Harga Cabai Turun, Komoditas Ini yang Merangkak Naik

Harga cabai rawit yang sebelumnya mengalami kenaikan hingga di atas Rp 100.000 per kg, saat ini sudah turun menjadi Rp 60.000 per kg.

BUMBU DAPUR - Penjualan bumbu dapur di Pasar Badung.

Denpasar (bisnisbali.com) – Harga cabai rawit yang sebelumnya mengalami kenaikan hingga di atas Rp 100.000 per kg, saat ini sudah turun menjadi Rp 60.000 per kg. Di sisi lain, harga daging ayam justru mengalami kenaikan yang kini mencapai Rp 40.000 per kg.

Salah seorang pedagang bumbu dapur di Pasar Badung, Ni Wayan Wandri, Senin (5/4), mengatakan turunnya harga cabai rawit terjadi sejak sepekan terakhir. “Hari ini (kemarin-red) malah sudah naik Rp 5.000 per kg. Sebelumnya sempat Rp 55.000 per kg,” ungkapnya.

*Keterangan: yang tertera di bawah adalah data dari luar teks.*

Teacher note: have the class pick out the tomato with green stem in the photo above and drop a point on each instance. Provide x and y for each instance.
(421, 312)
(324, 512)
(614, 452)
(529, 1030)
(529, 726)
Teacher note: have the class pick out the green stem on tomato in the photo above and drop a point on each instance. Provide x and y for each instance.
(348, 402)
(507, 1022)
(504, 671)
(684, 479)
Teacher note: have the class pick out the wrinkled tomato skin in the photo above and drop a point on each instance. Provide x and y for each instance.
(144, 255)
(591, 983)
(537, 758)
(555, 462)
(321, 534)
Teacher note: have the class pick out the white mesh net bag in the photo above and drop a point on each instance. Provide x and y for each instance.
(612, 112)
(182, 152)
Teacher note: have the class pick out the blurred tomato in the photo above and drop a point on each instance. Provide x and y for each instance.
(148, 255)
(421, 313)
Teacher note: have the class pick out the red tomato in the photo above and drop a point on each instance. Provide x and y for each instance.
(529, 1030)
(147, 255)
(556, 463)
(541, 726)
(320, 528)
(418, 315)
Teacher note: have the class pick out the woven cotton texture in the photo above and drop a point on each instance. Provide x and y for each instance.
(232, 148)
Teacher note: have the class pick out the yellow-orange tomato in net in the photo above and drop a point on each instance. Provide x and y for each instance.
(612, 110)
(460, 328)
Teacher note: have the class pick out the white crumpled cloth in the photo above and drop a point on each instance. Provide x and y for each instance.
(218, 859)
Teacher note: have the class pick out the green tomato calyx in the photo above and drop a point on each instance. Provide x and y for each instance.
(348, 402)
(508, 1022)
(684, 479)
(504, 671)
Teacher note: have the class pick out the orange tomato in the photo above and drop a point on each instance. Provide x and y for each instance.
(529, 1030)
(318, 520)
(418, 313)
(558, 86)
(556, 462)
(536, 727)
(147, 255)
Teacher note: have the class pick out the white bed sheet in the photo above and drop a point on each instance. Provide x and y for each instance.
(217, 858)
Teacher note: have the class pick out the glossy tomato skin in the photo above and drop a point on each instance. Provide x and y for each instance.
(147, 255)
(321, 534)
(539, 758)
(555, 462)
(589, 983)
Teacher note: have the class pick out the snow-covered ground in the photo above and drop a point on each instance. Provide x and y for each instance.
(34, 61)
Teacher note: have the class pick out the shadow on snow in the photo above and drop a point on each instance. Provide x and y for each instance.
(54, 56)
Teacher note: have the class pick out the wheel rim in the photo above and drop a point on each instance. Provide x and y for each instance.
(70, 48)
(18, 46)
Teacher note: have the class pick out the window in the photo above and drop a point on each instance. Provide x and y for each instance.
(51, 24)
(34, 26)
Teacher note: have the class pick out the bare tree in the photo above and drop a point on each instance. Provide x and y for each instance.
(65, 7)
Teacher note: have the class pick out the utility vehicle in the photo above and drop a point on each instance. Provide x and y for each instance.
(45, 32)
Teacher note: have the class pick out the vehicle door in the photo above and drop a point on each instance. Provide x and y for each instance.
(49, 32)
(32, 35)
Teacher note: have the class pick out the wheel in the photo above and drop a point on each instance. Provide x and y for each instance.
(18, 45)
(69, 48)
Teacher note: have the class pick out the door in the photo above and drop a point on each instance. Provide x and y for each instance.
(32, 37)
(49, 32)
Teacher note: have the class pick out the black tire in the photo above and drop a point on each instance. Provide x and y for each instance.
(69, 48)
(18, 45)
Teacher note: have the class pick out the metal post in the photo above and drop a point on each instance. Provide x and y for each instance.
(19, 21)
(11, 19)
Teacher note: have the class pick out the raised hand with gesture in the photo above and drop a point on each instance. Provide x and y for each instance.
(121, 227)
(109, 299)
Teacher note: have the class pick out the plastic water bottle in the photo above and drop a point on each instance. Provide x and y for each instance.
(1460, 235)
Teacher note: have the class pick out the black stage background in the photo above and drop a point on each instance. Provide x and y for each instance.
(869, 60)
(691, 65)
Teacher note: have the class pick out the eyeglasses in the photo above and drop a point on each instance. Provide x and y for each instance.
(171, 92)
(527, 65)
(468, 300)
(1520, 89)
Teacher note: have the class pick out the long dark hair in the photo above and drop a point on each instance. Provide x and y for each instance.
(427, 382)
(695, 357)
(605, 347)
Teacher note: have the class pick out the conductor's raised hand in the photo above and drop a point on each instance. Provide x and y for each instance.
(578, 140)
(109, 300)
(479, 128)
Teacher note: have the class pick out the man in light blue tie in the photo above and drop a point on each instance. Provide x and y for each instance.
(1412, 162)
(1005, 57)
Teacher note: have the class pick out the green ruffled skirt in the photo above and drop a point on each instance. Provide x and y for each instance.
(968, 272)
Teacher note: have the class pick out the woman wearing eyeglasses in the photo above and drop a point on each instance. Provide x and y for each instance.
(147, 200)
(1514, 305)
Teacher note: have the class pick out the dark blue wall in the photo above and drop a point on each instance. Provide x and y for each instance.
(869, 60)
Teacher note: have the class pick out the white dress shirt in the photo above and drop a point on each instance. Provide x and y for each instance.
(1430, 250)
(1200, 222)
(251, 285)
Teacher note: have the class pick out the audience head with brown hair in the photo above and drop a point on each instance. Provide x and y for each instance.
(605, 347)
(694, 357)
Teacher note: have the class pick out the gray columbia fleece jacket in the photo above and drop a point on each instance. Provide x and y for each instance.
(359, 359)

Untuk pasokan, Wandri menyebutkan, sejauh ini masih aman. Tidak ada kendala ataupun kesulitan. Demikian untuk ke depan khususnya mendekati hari raya Galungan dan Kuningan, dia belum berani memprediksi akankah harga tetap sama atau sebaliknya mengalami kenaikan, sesuai dengan meningkatnya permintaan. “Terlebih saat itu juga berbarengan dengan mulainya puasa. Belum bisa dipastikan sih,” ujarnya.

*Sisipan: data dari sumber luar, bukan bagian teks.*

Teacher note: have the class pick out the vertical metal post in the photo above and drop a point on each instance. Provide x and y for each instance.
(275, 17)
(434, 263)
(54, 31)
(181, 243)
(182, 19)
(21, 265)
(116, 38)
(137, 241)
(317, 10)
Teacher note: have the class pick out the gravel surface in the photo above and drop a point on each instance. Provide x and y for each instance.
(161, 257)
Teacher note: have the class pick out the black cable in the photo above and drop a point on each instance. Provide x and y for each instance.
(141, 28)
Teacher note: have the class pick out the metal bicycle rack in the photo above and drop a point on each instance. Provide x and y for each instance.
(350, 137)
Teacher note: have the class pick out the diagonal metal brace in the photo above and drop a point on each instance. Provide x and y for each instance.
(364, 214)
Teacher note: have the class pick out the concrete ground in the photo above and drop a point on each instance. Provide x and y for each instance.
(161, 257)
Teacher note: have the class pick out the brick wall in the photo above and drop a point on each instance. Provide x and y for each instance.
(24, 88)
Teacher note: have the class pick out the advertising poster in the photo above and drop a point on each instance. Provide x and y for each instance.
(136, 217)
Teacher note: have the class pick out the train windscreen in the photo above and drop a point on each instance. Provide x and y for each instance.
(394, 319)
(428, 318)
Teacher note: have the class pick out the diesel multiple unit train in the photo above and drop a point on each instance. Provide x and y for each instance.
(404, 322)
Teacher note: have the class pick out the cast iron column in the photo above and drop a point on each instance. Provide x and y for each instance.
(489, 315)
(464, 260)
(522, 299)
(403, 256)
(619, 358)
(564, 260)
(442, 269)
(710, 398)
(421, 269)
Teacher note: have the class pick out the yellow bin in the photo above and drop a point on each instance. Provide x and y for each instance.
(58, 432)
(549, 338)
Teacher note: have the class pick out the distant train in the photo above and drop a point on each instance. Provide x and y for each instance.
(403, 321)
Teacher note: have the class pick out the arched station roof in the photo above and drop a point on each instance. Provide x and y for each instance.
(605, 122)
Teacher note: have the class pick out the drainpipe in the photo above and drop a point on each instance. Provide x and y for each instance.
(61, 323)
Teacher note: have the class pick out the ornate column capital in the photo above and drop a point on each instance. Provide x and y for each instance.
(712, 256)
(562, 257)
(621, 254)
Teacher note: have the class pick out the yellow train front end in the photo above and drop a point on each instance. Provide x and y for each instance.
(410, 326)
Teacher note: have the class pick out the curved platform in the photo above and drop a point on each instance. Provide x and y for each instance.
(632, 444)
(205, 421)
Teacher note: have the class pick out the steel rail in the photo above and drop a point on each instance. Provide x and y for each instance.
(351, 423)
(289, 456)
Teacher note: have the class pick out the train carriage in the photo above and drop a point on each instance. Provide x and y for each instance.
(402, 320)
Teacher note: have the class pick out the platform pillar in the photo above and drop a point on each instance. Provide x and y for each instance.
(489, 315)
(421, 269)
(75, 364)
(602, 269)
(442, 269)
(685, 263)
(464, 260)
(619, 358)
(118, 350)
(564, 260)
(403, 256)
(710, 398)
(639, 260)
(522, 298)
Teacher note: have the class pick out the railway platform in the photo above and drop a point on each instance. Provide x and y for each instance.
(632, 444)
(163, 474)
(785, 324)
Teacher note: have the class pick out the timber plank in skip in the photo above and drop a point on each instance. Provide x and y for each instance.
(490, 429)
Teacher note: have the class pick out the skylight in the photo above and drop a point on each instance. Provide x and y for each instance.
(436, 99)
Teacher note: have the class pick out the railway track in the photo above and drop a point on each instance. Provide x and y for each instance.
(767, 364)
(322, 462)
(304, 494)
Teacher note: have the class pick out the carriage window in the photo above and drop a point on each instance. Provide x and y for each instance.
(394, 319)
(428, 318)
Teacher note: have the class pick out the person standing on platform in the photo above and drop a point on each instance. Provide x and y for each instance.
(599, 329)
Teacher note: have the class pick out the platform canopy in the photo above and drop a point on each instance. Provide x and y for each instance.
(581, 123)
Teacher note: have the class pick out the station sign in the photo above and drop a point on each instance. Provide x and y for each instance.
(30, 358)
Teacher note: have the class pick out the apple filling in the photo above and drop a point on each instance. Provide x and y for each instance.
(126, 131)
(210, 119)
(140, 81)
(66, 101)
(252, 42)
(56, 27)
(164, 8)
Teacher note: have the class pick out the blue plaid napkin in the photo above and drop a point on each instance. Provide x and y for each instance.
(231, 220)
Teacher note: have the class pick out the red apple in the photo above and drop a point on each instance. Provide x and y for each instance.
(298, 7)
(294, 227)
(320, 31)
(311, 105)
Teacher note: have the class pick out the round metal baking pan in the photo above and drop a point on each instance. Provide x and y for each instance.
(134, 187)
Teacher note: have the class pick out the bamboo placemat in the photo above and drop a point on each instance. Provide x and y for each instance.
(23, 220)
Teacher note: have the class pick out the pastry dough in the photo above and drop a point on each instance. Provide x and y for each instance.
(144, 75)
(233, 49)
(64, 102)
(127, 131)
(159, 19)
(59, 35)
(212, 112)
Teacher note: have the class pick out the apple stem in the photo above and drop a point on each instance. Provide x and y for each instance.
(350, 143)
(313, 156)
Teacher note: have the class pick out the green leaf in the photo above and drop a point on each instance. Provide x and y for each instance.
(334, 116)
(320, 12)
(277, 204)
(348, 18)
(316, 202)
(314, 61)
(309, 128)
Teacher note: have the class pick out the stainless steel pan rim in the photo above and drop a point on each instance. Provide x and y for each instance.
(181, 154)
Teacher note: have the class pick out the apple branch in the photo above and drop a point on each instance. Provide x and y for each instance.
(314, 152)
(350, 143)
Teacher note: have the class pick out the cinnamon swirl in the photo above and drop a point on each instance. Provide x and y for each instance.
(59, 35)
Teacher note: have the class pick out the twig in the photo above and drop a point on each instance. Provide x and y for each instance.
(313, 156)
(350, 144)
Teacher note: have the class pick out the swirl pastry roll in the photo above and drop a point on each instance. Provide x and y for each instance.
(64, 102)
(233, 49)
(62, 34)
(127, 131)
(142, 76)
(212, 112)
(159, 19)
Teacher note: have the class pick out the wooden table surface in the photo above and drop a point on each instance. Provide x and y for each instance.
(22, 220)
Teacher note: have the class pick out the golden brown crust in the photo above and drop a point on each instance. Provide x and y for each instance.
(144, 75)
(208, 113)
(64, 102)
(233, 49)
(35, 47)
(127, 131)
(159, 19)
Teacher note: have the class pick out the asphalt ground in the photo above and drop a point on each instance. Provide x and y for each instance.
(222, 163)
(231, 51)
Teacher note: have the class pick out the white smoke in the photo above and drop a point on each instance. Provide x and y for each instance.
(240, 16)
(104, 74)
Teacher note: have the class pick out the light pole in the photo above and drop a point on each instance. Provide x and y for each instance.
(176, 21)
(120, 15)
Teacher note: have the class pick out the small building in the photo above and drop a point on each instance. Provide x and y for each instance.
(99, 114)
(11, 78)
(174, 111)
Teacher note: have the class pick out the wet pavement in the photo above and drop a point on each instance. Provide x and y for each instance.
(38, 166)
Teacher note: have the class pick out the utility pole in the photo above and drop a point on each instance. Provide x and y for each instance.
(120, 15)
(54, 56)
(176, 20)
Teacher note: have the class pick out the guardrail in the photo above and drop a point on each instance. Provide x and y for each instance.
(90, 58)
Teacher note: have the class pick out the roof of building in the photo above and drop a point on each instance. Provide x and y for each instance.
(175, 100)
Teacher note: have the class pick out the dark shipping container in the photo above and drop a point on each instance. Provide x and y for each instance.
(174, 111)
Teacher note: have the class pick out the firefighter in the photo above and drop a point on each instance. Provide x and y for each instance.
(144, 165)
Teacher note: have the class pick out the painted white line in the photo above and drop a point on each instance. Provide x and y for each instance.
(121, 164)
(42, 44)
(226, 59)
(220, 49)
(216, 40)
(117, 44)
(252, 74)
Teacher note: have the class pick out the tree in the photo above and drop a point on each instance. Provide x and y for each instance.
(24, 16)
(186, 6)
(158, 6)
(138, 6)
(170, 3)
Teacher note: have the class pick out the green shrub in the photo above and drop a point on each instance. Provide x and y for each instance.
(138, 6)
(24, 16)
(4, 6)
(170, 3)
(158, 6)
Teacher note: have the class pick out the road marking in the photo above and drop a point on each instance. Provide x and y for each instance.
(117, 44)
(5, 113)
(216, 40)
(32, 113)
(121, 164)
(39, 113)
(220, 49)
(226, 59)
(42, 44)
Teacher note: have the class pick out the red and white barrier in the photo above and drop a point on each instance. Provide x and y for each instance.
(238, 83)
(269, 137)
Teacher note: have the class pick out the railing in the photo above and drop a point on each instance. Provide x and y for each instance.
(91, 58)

Sementara, pedagang daging ayam potong, I Gusti Ayu Suhaeni menyebutkan, saat ini harga daging ayam sudah mencapai Rp 40.000 per kg atau naik Rp 5.000 dibandingkan sebelumnya. Dia mengaku tidak mengetahui penyebab kenaikan harga. “Kurang tahu juga. Permintaan masih seperti biasa,” jelasnya.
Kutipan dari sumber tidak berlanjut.